Salah satu alasan mendasar mengapa hak veto dianggap tidak adil adalah karena sering kali digunakan untuk melindungi kepentingan nasional atau sekutu dari negara pemegang veto tersebut. Ketika terjadi pelanggaran hak asasi manusia berat di sebuah wilayah, Dewan Keamanan sering kali lumpuh karena salah satu anggota tetap menggunakan vetonya untuk mencegah intervensi atau sanksi ekonomi. Hal ini melukai prinsip kesetaraan kedaulatan negara yang seharusnya dijunjung tinggi oleh PBB. Dalam banyak kasus, nyawa jutaan orang menjadi taruhan hanya karena perbedaan kepentingan politik di antara para raksasa dunia, yang membuat fungsi PBB sebagai penjaga perdamaian global menjadi kurang efektif dan tidak relevan.
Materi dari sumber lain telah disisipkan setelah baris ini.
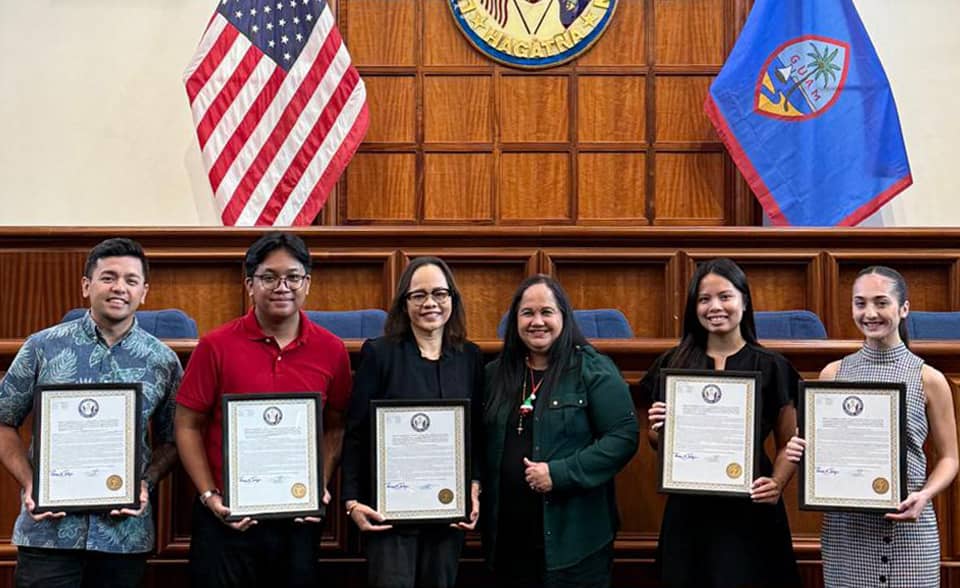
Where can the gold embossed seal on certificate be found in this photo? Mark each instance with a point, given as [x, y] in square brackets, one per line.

Selain itu, perspektif mengenai mengapa hak veto perlu ditinjau kembali juga berkaitan dengan representasi geografis yang sudah tidak sesuai dengan realitas abad ke-21. Lima negara pemegang veto mencerminkan peta kekuatan tahun 1945 yang sudah jauh tertinggal dibandingkan dinamika politik saat ini. Kawasan seperti Afrika, Amerika Latin, dan sebagian besar Asia tidak memiliki perwakilan tetap dengan hak yang sama, meskipun banyak konflik dunia terkonsentrasi di wilayah tersebut. Ketimpangan ini membuat keputusan-keputusan strategis dunia terasa sangat bias dan tidak mencerminkan suara mayoritas penduduk bumi. Reformasi struktural menjadi sebuah keniscayaan jika PBB ingin tetap dipercaya sebagai penengah konflik yang adil dan objektif.

Diskusi tentang mengapa hak veto harus dibatasi atau dihapus juga sering muncul saat terjadi agresi militer yang dilakukan langsung oleh salah satu anggota tetap Dewan Keamanan. Dalam situasi tersebut, sistem PBB secara otomatis tidak mampu bertindak karena negara pelaku agresi memiliki kekuatan untuk memveto setiap tindakan yang diarahkan kepada dirinya sendiri. Ini adalah ironi terbesar dalam sistem keamanan kolektif dunia, di mana penjaga perdamaian justru bisa menjadi pelaku gangguan keamanan tanpa ada mekanisme hukum yang mampu menghentikannya secara efektif. Ketiadaan akuntabilitas ini membuat banyak negara mulai mencari aliansi di luar PBB untuk mendapatkan perlindungan keamanan yang lebih nyata dan responsif.